Given his work before with HTC Highroad and Omega Pharma-QuickStep, Brammeier has experience of being part of the long-range chase of breakaway moves and also in the leadout in the buildup to sprints. He wants to get back to that kind of role in cycling’s top races, and sees one team which has been making a lot of sprint-specific signings lately as the kind of setup he’d like to be part of.
“I have been in contact with most teams, to be honest,” he said. “MTN-Qhubeka is probably one of the teams I would like to ride for, with the kind of guys they have got there and the structure they have got. It is an up-and-coming new team, it seems pretty exciting to me with the African side of it.
“I was in contact with them a few years ago. When I left HTC, I was pretty close to signing there. I was going to go there with Gerald Ciolek, but I ended up going to QuickStep which, in hindsight, was stupid.

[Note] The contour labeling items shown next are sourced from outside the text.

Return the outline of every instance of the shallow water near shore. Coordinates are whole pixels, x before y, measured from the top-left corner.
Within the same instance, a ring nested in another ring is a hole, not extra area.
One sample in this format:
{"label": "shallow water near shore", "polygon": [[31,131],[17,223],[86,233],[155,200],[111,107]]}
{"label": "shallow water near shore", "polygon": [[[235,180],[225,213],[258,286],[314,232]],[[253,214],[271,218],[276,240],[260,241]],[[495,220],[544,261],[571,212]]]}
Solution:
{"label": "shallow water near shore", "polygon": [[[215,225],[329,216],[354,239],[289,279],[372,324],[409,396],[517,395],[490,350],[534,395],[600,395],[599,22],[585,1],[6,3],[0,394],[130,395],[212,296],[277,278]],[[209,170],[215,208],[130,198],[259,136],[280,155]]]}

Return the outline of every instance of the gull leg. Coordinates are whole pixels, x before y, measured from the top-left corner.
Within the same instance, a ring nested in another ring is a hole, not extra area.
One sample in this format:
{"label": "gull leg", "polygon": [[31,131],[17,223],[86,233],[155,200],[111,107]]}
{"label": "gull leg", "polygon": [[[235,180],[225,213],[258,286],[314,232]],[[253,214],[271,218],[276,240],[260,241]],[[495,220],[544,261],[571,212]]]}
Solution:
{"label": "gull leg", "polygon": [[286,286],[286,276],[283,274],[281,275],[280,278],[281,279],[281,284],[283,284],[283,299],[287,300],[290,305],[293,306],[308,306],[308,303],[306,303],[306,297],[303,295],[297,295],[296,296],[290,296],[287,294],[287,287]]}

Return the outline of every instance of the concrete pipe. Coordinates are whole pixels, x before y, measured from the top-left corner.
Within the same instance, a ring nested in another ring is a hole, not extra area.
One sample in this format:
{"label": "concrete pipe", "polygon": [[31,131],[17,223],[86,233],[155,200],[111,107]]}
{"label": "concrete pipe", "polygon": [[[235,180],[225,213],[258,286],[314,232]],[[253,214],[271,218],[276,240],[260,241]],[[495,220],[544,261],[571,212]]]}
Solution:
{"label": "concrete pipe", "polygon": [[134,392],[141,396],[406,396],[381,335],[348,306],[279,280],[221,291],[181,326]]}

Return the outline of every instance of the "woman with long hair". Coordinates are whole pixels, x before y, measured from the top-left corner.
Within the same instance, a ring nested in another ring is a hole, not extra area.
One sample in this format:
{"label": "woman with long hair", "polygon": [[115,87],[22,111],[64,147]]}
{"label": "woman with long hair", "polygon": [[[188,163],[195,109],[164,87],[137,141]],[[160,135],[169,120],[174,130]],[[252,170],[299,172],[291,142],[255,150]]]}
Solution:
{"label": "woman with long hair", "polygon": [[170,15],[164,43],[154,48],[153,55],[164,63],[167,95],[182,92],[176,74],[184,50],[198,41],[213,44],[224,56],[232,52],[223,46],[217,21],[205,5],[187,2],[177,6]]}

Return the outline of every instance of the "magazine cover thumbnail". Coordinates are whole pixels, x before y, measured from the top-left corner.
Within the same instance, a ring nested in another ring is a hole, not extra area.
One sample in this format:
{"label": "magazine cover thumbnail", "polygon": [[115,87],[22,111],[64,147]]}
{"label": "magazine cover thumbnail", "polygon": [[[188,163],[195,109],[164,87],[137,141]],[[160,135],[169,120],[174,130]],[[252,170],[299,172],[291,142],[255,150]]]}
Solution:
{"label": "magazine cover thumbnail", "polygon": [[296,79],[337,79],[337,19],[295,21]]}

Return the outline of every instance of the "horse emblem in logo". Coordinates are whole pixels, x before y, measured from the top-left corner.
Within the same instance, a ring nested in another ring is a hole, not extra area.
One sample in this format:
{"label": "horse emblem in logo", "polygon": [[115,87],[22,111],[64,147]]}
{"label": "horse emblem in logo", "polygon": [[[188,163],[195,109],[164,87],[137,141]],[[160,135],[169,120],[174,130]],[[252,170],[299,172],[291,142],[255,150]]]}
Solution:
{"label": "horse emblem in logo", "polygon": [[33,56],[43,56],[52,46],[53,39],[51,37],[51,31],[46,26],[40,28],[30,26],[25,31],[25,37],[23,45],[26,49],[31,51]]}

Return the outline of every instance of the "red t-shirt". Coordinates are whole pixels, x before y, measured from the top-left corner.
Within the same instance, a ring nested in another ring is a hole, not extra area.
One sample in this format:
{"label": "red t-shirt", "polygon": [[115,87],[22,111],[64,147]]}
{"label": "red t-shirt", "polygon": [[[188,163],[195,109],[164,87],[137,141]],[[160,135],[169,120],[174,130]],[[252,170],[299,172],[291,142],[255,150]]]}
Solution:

“I am trying there and I am trying a few other teams as well at that level. I will just have to see how that pans out, really.”
Brammeier said that he doesn’t use an agent at this point in time. He has contacted teams himself and said that most sport directors know him and his qualities. His aim is to chase good results to show he is back in form after his health issues this year, and try to secure a deal that way.
Currently close to the end of the Tour of China II, he is hoping for several more races prior to the end of the year. He was vying for a place on the Irish team for the world road race championships but, at this point in time, the team comprises Dan Martin, Nicolas Roche and Philip Deignan, with Sam Bennett as the reserve. The latter has been ill at the Tour of Britain; it remains to be seen if there will be any change to that fourth slot or if the NetApp Endura rider will remain the backup.
Either way, his plan is to race hard until the season ends and to show team managers that he is ready to step up if required.
The 29 year old’s situation is typical of many riders who were squeezed when several teams shut down at the end of last year. He had been with the Champion System setup but that was one of the squads to fold. Left without a ride, he worked out a deal at the eleventh hour with the Azerbaijan-based Synergy Baku team.
It is managed by David McQuaid and Brammeier had been on the radar due to his strong showings in the Irish championships plus other events.
The team has a higher budget and more professional setup than many other Continental squads. Even if he’d ideally like to be part of a WorldTour or Pro Continental team, he said that he would be open to staying put if needs be.
“As long as I am doing the big races and I am in a proper team, I will be happy. But on the other hands as well, if you take a step down you learn to appreciate it. I would see this team as being good this year. I have had a good programme and they are good guys.
“We have done some pretty good races. If it came down to it, I would be happy to stay here as well. The project for next year looks pretty good, I think the team is going to grow.
“So it wouldn’t be the end of the world if I stayed here and did a few more years with this team because, at the end of the day, I have enjoyed it this year. We’ll see what happens.”